Где-то есть щель, сквозь которую сатанинский дым проник в храм Божий.

Павел VI

Кто обстоятельнее меня может сообщить о том, как уже довольно поздним вечером 1 ноября, в День всех святых, испанский монах и экзорцист Гаспар Оливарес, член ордена братьев-проповедников, был призван в северное крыло Епископского дворца по настоянию его высокопреосвященства, государственного секретаря Джузеппе Кьярамонти; кроме помянутого кардинала за столом сидели секретарь его высокопреосвященства монсиньор Луиджи Бруно и ученый архиепископ Пьетро Ламбертини, которые, обменявшись с новоприбывшим словами приветствия, накрыли стол зеленым сукном и разложили карточные колоды, хотя следует признать, что партия в карты, в которую очень скоро, непонятно как и почти против собственной воли, оказался втянут брат Гаспар, была всего лишь преамбулой к разговору о делах более серьезных. Не следует скрывать, что озабоченность Его Святейшеством, витавшая в кабинетах и часовнях святого Петра, была вызвана не столько состоянием здоровья Папы, сколько, и прежде всего, его поведением в последнее время — богатым спектром речей и поступков, колебавшимся от новомодных чудачеств до вещей, способных смутить каждого. Поистине, рано или поздно подобные происшествия и необычные ситуации должны были попасть во всемирные средства информации и удвоить их внимание к Папе — первейшему объекту ватиканских забот. В любом случае значение просочившихся фактов, даже не обнародованных и не ставших пищей газетных бумагомарак, могло бросить еще один вызов способности человеческого разумения, и без того весьма ограниченного, а потому вынужденного опираться на веру, если не на суеверия. Но главное то, что еще до того, как разразился окончательный скандал и все пришло в смятение, Ватикан превратился в ненадежное место — место, где мудрость и умиротворяющий свет, который она изливает, были понемногу вытеснены сумрачными призраками смятения, подозрений и интриг.
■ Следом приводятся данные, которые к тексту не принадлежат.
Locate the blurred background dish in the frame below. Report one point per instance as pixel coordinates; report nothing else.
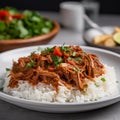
(20, 29)
(90, 34)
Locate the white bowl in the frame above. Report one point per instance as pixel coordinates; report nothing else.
(107, 57)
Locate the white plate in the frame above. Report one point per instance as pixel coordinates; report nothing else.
(91, 33)
(110, 58)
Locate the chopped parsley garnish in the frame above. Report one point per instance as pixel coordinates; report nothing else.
(76, 69)
(103, 79)
(78, 59)
(32, 53)
(56, 59)
(8, 69)
(31, 64)
(48, 50)
(66, 49)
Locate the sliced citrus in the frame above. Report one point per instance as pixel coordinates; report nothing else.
(116, 37)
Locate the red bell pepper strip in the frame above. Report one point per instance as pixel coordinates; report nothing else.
(5, 16)
(57, 51)
(18, 16)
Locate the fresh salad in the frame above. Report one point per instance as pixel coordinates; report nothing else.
(20, 25)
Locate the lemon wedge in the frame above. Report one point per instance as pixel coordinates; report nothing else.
(116, 37)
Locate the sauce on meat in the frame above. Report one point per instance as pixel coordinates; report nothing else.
(58, 65)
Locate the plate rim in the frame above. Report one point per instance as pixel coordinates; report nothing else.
(22, 100)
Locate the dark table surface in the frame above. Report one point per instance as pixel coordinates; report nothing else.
(11, 112)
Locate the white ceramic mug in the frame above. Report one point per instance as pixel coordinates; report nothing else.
(72, 15)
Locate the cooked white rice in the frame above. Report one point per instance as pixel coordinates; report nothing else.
(46, 93)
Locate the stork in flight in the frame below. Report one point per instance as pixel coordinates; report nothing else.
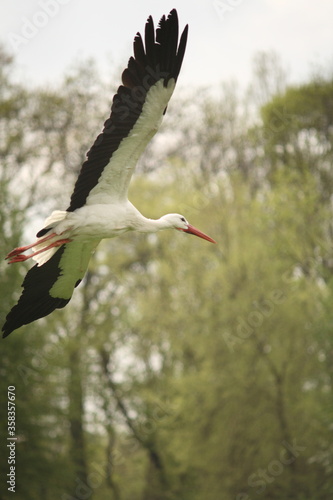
(99, 207)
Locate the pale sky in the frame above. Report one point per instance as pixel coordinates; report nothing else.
(47, 36)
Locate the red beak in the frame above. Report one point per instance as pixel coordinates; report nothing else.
(192, 230)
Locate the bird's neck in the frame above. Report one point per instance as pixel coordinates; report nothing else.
(145, 225)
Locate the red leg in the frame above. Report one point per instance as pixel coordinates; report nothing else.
(21, 258)
(20, 250)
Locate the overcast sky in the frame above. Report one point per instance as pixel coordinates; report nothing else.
(47, 36)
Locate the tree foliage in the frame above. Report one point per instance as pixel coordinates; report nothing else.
(180, 369)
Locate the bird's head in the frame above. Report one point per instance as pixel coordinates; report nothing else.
(179, 222)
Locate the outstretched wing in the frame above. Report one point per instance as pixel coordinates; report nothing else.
(136, 113)
(50, 286)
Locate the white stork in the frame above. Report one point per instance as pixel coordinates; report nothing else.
(99, 207)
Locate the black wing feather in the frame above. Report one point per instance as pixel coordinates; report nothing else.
(157, 60)
(35, 301)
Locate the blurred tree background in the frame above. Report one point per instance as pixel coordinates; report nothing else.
(180, 369)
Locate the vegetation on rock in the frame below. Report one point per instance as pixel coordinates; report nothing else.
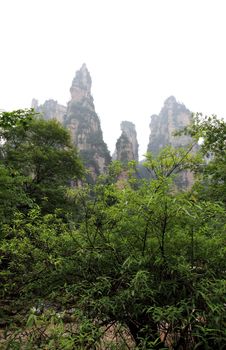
(144, 258)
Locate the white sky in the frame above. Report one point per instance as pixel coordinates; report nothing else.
(138, 52)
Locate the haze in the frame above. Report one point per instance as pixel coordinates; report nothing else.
(138, 53)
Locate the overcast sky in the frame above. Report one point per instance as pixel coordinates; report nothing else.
(138, 52)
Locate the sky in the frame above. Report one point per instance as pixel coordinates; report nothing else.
(138, 52)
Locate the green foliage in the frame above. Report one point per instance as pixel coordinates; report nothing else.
(141, 257)
(39, 154)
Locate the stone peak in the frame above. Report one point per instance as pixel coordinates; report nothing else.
(82, 79)
(126, 125)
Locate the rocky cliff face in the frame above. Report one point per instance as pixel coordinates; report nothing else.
(127, 145)
(50, 109)
(84, 124)
(172, 117)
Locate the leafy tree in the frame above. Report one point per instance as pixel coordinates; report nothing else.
(212, 132)
(41, 153)
(140, 255)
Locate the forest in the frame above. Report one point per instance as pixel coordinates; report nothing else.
(121, 263)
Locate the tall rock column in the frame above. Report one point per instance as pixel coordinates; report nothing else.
(127, 145)
(84, 124)
(50, 109)
(173, 117)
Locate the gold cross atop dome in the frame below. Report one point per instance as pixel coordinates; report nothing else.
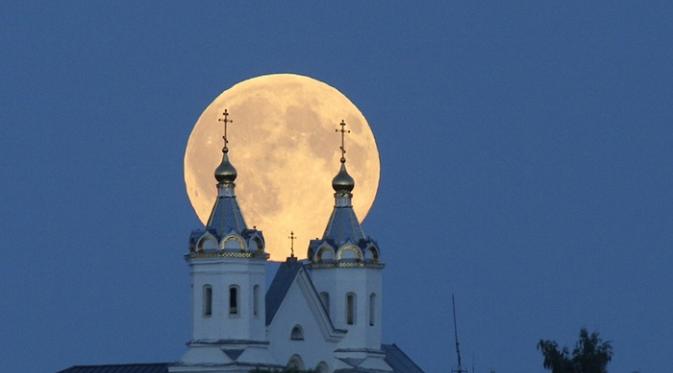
(225, 119)
(292, 237)
(343, 131)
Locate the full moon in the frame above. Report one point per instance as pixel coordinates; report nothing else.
(284, 146)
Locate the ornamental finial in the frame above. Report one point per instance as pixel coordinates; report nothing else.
(225, 119)
(225, 173)
(292, 237)
(343, 135)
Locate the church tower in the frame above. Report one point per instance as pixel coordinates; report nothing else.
(228, 276)
(346, 269)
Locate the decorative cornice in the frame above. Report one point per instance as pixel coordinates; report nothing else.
(227, 254)
(346, 264)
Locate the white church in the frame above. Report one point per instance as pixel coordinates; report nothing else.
(322, 314)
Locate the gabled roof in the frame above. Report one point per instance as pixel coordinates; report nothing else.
(279, 287)
(119, 368)
(281, 284)
(398, 360)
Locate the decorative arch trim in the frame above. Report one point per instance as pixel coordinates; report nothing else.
(349, 248)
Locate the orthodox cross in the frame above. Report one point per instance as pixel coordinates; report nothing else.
(226, 121)
(343, 135)
(292, 237)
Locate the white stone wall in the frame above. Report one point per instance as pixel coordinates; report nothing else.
(362, 282)
(220, 274)
(297, 310)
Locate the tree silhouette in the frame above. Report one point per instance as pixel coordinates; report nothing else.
(590, 355)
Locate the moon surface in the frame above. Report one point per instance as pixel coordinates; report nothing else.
(284, 146)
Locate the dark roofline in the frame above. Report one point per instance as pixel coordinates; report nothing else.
(118, 365)
(395, 346)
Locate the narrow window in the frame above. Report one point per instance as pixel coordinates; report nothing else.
(297, 333)
(207, 300)
(255, 300)
(324, 296)
(233, 300)
(350, 309)
(372, 309)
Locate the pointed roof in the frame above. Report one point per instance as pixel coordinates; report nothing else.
(279, 287)
(226, 216)
(343, 226)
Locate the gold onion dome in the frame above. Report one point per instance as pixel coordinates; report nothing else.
(225, 172)
(343, 182)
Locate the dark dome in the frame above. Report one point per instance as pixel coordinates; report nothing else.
(343, 182)
(225, 172)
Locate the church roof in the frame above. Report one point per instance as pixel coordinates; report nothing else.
(398, 360)
(395, 357)
(279, 287)
(343, 226)
(226, 217)
(119, 368)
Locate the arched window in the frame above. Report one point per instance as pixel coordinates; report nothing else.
(207, 300)
(233, 300)
(255, 300)
(324, 296)
(322, 367)
(350, 309)
(296, 363)
(372, 309)
(297, 333)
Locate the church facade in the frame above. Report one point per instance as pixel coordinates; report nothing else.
(320, 314)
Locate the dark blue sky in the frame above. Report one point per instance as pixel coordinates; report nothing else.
(526, 166)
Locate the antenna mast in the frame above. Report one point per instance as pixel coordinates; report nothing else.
(459, 369)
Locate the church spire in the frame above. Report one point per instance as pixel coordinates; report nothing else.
(343, 225)
(226, 216)
(343, 183)
(225, 173)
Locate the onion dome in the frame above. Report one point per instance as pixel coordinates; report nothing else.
(225, 172)
(343, 182)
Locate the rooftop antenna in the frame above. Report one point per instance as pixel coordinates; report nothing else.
(459, 369)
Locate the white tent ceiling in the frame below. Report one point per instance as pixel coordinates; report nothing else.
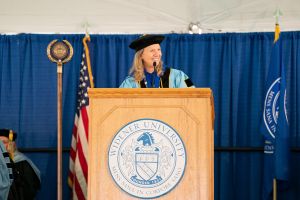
(145, 16)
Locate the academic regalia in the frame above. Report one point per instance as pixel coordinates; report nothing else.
(171, 78)
(5, 181)
(24, 175)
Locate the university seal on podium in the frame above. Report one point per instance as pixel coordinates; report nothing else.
(147, 158)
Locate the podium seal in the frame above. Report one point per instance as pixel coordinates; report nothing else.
(147, 158)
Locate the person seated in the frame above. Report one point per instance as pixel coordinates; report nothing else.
(5, 172)
(26, 176)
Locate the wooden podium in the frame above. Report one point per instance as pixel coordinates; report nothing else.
(189, 112)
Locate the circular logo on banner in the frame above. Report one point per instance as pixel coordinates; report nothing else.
(147, 158)
(271, 107)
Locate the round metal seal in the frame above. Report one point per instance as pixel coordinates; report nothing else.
(60, 51)
(147, 158)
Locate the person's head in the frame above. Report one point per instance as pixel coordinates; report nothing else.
(8, 138)
(148, 53)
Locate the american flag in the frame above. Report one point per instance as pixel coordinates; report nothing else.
(78, 174)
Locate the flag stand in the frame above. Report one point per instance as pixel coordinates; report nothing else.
(59, 52)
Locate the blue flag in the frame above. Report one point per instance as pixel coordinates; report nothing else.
(274, 125)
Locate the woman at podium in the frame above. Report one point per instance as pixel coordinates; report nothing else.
(147, 70)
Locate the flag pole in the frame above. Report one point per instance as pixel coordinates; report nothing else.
(274, 189)
(59, 52)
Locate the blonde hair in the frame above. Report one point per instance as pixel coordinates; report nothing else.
(137, 68)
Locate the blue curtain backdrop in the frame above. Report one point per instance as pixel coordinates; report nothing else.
(234, 65)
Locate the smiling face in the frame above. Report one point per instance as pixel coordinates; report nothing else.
(151, 54)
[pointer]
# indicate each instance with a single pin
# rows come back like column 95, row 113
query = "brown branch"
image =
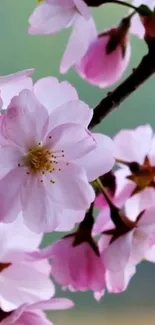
column 145, row 70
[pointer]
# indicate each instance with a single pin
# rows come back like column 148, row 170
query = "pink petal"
column 11, row 85
column 10, row 157
column 127, row 142
column 71, row 188
column 84, row 32
column 9, row 242
column 140, row 245
column 14, row 316
column 24, row 283
column 117, row 255
column 82, row 8
column 150, row 254
column 66, row 147
column 34, row 318
column 151, row 154
column 108, row 68
column 51, row 93
column 100, row 160
column 10, row 195
column 117, row 282
column 39, row 212
column 139, row 202
column 50, row 19
column 54, row 304
column 136, row 24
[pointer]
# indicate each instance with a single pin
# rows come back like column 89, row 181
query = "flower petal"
column 24, row 283
column 10, row 187
column 54, row 304
column 71, row 188
column 127, row 142
column 117, row 255
column 25, row 121
column 50, row 19
column 100, row 160
column 65, row 147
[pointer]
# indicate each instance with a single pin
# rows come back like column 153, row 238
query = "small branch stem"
column 145, row 70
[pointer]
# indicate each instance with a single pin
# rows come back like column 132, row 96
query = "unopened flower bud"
column 107, row 57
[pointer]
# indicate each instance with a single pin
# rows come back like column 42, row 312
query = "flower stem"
column 141, row 74
column 123, row 3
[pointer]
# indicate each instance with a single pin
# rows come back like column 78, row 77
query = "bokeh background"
column 19, row 51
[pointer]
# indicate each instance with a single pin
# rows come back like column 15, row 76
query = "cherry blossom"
column 106, row 58
column 137, row 167
column 47, row 167
column 76, row 266
column 122, row 247
column 137, row 27
column 33, row 314
column 21, row 280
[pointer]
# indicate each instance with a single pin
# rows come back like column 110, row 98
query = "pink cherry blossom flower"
column 51, row 16
column 123, row 248
column 76, row 267
column 137, row 28
column 106, row 58
column 11, row 85
column 138, row 167
column 47, row 167
column 33, row 314
column 21, row 280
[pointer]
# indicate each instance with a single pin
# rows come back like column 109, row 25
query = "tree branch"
column 145, row 70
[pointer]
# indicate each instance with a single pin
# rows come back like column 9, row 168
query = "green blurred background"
column 19, row 51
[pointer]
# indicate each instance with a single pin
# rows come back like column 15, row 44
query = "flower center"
column 38, row 160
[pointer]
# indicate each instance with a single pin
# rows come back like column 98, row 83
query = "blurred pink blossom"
column 137, row 28
column 33, row 314
column 136, row 148
column 21, row 280
column 76, row 267
column 106, row 58
column 124, row 247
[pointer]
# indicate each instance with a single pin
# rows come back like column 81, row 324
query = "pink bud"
column 78, row 267
column 107, row 58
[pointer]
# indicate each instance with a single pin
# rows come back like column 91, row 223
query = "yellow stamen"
column 38, row 160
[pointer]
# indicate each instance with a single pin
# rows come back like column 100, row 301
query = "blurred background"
column 19, row 51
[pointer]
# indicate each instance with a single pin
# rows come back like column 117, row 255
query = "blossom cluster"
column 55, row 173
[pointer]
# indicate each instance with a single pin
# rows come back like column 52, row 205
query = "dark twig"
column 145, row 70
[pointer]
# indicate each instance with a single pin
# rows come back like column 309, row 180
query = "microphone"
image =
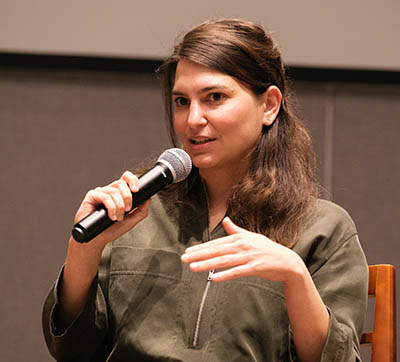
column 174, row 165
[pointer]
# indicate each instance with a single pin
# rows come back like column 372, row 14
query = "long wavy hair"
column 275, row 196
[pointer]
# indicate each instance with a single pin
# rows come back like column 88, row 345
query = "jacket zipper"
column 199, row 314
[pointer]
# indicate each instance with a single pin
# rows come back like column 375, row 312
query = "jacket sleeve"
column 84, row 340
column 334, row 257
column 342, row 282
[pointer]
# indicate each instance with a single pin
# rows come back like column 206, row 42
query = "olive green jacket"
column 145, row 305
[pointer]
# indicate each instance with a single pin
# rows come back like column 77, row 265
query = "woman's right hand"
column 117, row 198
column 82, row 262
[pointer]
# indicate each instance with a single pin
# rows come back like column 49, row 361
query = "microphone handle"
column 149, row 183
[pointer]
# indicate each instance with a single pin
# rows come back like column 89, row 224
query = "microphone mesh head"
column 178, row 161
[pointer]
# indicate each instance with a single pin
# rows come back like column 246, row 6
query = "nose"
column 196, row 116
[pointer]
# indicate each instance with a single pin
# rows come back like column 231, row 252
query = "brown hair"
column 275, row 196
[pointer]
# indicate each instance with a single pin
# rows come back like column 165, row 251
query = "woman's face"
column 217, row 118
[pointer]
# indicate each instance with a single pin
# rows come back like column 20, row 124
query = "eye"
column 216, row 97
column 181, row 101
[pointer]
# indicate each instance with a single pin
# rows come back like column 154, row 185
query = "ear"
column 272, row 99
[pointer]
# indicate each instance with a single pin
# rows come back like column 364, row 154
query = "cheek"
column 178, row 125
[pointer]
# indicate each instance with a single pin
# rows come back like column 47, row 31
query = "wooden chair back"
column 383, row 338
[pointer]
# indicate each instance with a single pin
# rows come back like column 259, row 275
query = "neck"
column 219, row 185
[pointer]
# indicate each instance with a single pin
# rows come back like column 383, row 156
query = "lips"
column 200, row 141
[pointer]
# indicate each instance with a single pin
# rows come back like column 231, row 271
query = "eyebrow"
column 204, row 90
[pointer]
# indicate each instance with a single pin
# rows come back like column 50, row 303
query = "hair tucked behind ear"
column 276, row 195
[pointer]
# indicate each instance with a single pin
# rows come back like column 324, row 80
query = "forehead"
column 188, row 70
column 191, row 75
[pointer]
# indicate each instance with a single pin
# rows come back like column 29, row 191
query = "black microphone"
column 174, row 165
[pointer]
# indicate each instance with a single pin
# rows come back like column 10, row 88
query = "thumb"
column 231, row 228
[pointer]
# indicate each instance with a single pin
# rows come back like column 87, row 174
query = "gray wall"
column 63, row 133
column 341, row 33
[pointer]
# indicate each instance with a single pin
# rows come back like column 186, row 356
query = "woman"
column 241, row 261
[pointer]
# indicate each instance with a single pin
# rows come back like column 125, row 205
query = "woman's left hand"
column 244, row 253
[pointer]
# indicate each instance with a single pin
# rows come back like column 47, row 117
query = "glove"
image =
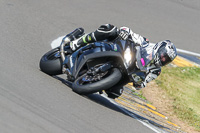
column 74, row 45
column 123, row 34
column 139, row 86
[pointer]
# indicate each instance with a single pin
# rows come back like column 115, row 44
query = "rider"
column 159, row 54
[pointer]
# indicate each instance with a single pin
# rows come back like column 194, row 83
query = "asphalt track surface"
column 31, row 101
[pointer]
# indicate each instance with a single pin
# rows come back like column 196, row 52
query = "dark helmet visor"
column 163, row 56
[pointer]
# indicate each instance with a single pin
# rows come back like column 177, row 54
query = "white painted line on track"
column 155, row 129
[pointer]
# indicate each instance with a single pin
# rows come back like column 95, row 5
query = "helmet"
column 165, row 53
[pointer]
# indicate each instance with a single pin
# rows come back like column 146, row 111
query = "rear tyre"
column 110, row 80
column 51, row 63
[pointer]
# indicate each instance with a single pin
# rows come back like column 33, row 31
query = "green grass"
column 183, row 85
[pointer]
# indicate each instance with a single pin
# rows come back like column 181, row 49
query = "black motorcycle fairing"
column 82, row 58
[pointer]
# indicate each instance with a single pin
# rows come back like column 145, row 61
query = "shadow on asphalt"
column 108, row 104
column 95, row 97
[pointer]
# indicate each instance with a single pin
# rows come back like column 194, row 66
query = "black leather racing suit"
column 110, row 32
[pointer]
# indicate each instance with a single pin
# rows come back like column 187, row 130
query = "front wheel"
column 108, row 79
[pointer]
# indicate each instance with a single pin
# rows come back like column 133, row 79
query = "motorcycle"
column 95, row 67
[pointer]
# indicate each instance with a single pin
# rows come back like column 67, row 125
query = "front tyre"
column 51, row 63
column 111, row 78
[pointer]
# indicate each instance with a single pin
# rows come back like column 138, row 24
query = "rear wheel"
column 51, row 63
column 87, row 84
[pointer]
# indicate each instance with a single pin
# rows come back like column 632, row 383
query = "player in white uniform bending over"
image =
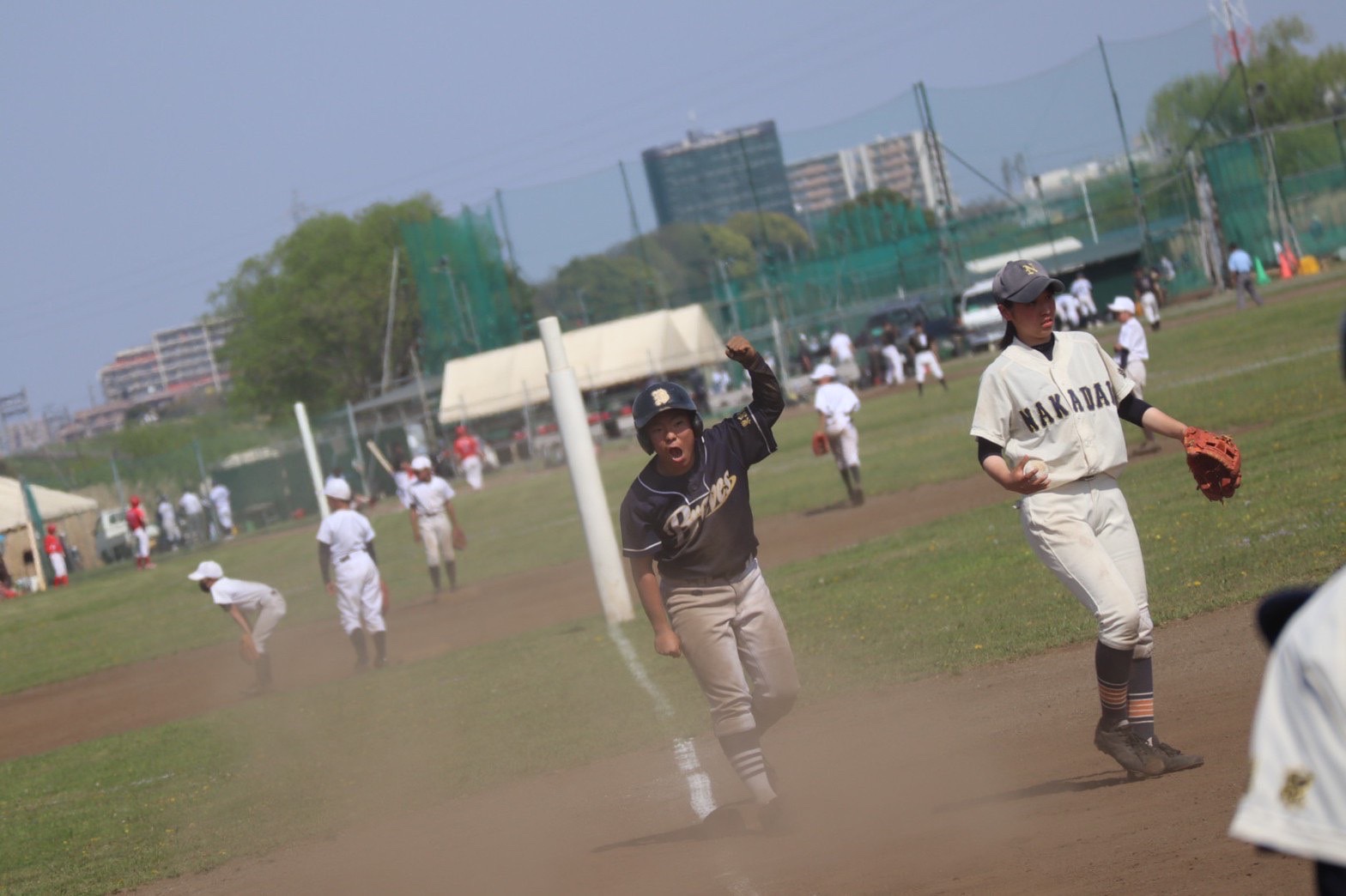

За игрой брата Гаспара спрашивали не только о том, что он думает по тому или иному пункту учения, но и об ухищрениях, к каким прибегает Злой Дух, однако брат Гаспар по возможности уклонялся от всех этих вопросов, поскольку, во-первых, они отвлекали его от игры, а во-вторых, он не мог не учитывать разницы положений: допытывающиеся были люди ученые, видные, прославленные, он же — простой монах, о чем и не переставал заявлять, несмотря на неоднократные протесты своего начальства.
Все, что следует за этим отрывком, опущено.